Categorical splits, returned as an n-by-2 cell array, where n is the number of categorical splits in tree. Each row in CategoricalSplit gives left and right values for a categorical split. For each branch node with categorical split j based on a categorical predictor variable z, the left child is chosen if z is in CategoricalSplit(j,1) and the right child is chosen if z is in CategoricalSplit(j,2). The splits are in the same order as nodes of the tree. Nodes for these splits can be found by running cuttype and selecting 'categorical' cuts from top to bottom.

Data Types: cell

This property is read-only.

Numbers of the child nodes for each node in tree, returned as an n-by-2 array containing the numbers of the child nodes for each node in , where n is the number of nodes. Leaf nodes have child node 0.

Data Types: double

This property is read-only.

Class counts for the nodes in tree, returned as an n-by-k array, where n is the number of nodes and k is the number of classes. For any node number i, the class counts ClassCount(i,:) are counts of observations (from the data used in fitting the tree) from each class satisfying the conditions for node i.

Data Types: double

This property is read-only.

List of the elements in Y with duplicates removed, returned as a categorical array, cell array of character vectors, character array, logical vector, or a numeric vector. ClassNames has the same data type as the data in the argument Y. (The software treats string arrays as cell arrays of character vectors.)
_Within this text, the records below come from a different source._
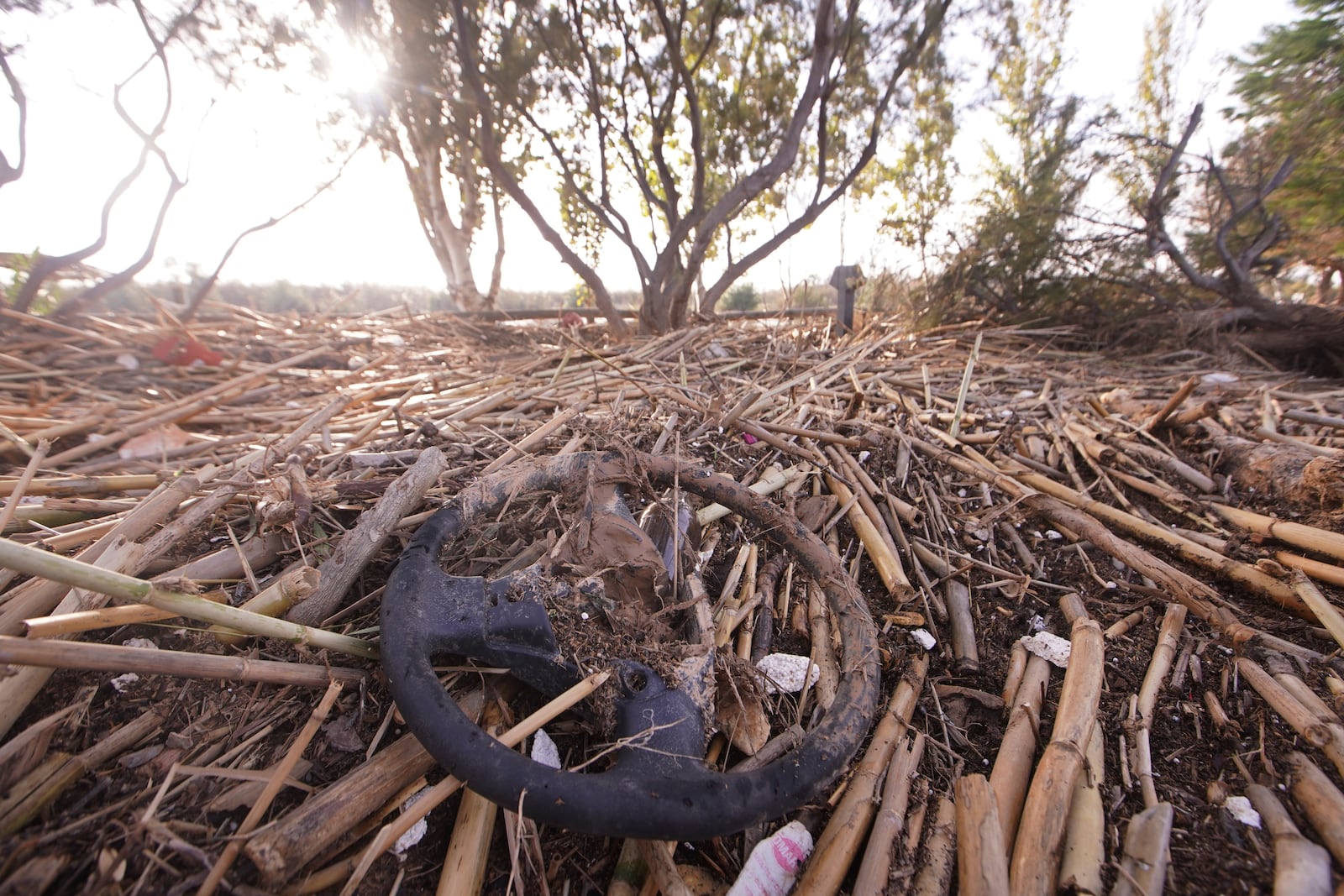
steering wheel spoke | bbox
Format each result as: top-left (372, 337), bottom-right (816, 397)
top-left (381, 453), bottom-right (879, 840)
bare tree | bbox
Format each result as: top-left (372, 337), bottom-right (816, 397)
top-left (13, 0), bottom-right (204, 313)
top-left (452, 0), bottom-right (950, 332)
top-left (0, 43), bottom-right (29, 186)
top-left (1144, 103), bottom-right (1293, 325)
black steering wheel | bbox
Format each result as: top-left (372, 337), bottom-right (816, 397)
top-left (381, 453), bottom-right (880, 840)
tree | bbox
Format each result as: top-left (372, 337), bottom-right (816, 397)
top-left (339, 0), bottom-right (518, 309)
top-left (1234, 0), bottom-right (1344, 301)
top-left (0, 0), bottom-right (195, 313)
top-left (941, 0), bottom-right (1091, 314)
top-left (723, 284), bottom-right (761, 312)
top-left (452, 0), bottom-right (950, 332)
top-left (882, 35), bottom-right (957, 283)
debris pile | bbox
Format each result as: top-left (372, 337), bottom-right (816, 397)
top-left (0, 309), bottom-right (1344, 894)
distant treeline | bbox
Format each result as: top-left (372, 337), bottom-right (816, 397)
top-left (108, 280), bottom-right (835, 314)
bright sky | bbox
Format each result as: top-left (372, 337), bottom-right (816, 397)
top-left (0, 0), bottom-right (1293, 298)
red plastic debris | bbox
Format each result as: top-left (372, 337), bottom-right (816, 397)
top-left (153, 336), bottom-right (224, 367)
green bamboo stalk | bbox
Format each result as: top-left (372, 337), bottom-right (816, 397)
top-left (0, 538), bottom-right (378, 659)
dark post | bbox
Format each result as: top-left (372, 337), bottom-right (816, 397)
top-left (831, 265), bottom-right (863, 333)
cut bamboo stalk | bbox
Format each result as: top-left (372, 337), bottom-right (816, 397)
top-left (957, 775), bottom-right (1008, 896)
top-left (822, 473), bottom-right (914, 602)
top-left (197, 681), bottom-right (341, 896)
top-left (208, 565), bottom-right (323, 646)
top-left (1000, 638), bottom-right (1026, 708)
top-left (23, 591), bottom-right (228, 638)
top-left (333, 672), bottom-right (612, 896)
top-left (795, 656), bottom-right (929, 893)
top-left (853, 731), bottom-right (925, 893)
top-left (286, 448), bottom-right (446, 626)
top-left (0, 710), bottom-right (164, 837)
top-left (1290, 569), bottom-right (1344, 649)
top-left (244, 689), bottom-right (486, 891)
top-left (1136, 603), bottom-right (1185, 807)
top-left (1059, 726), bottom-right (1106, 896)
top-left (1010, 618), bottom-right (1106, 896)
top-left (903, 794), bottom-right (957, 896)
top-left (435, 703), bottom-right (501, 896)
top-left (1274, 551), bottom-right (1344, 587)
top-left (638, 840), bottom-right (692, 896)
top-left (695, 464), bottom-right (811, 527)
top-left (1246, 784), bottom-right (1335, 896)
top-left (990, 654), bottom-right (1051, 844)
top-left (0, 636), bottom-right (368, 688)
top-left (1140, 376), bottom-right (1199, 432)
top-left (1236, 657), bottom-right (1344, 775)
top-left (1288, 752), bottom-right (1344, 865)
top-left (0, 538), bottom-right (378, 659)
top-left (1110, 804), bottom-right (1174, 896)
top-left (1208, 504), bottom-right (1344, 562)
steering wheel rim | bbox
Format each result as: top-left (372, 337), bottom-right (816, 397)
top-left (381, 453), bottom-right (880, 840)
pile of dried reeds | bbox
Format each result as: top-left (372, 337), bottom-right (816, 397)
top-left (0, 309), bottom-right (1344, 893)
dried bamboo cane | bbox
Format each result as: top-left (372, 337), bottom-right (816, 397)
top-left (244, 689), bottom-right (486, 891)
top-left (1290, 569), bottom-right (1344, 649)
top-left (903, 794), bottom-right (957, 896)
top-left (1208, 504), bottom-right (1344, 560)
top-left (1133, 603), bottom-right (1185, 807)
top-left (1059, 726), bottom-right (1106, 896)
top-left (286, 448), bottom-right (446, 626)
top-left (1010, 618), bottom-right (1106, 896)
top-left (1274, 551), bottom-right (1344, 585)
top-left (435, 703), bottom-right (501, 896)
top-left (795, 656), bottom-right (929, 894)
top-left (822, 473), bottom-right (914, 602)
top-left (1236, 657), bottom-right (1344, 775)
top-left (197, 681), bottom-right (341, 896)
top-left (853, 731), bottom-right (925, 893)
top-left (333, 670), bottom-right (612, 896)
top-left (1110, 804), bottom-right (1174, 896)
top-left (1246, 784), bottom-right (1333, 896)
top-left (0, 538), bottom-right (378, 659)
top-left (957, 775), bottom-right (1008, 896)
top-left (0, 710), bottom-right (164, 837)
top-left (990, 654), bottom-right (1051, 845)
top-left (1288, 752), bottom-right (1344, 865)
Data Types: double | logical | char | cell | categorical

This property is read-only.

Class probabilities for the nodes in tree, returned as an n-by-k array, where n is the number of nodes and k is the number of classes. For any node number i, the class probabilities ClassProbability(i,:) are the estimated probabilities for each class for a point satisfying the conditions for node i.

Data Types: double

Cost of classifying a point into class j when its true class is i, returned as a square matrix. The rows of Cost correspond to the true class and the columns correspond to the predicted class. The order of the rows and columns of Cost corresponds to the order of the classes in ClassNames. The number of rows and columns in Cost is the number of unique classes in the response.

Data Types: double

This property is read-only.

Categories used at branches in tree, returned as an n-by-2 cell array, where n is the number of nodes. For each branch node i based on a categorical predictor variable X, the left child is chosen if X is among the categories listed in CutCategories{i,1}, and the right child is chosen if X is among those listed in CutCategories{i,2}. Both columns of CutCategories are empty for branch nodes based on continuous predictors and for leaf nodes.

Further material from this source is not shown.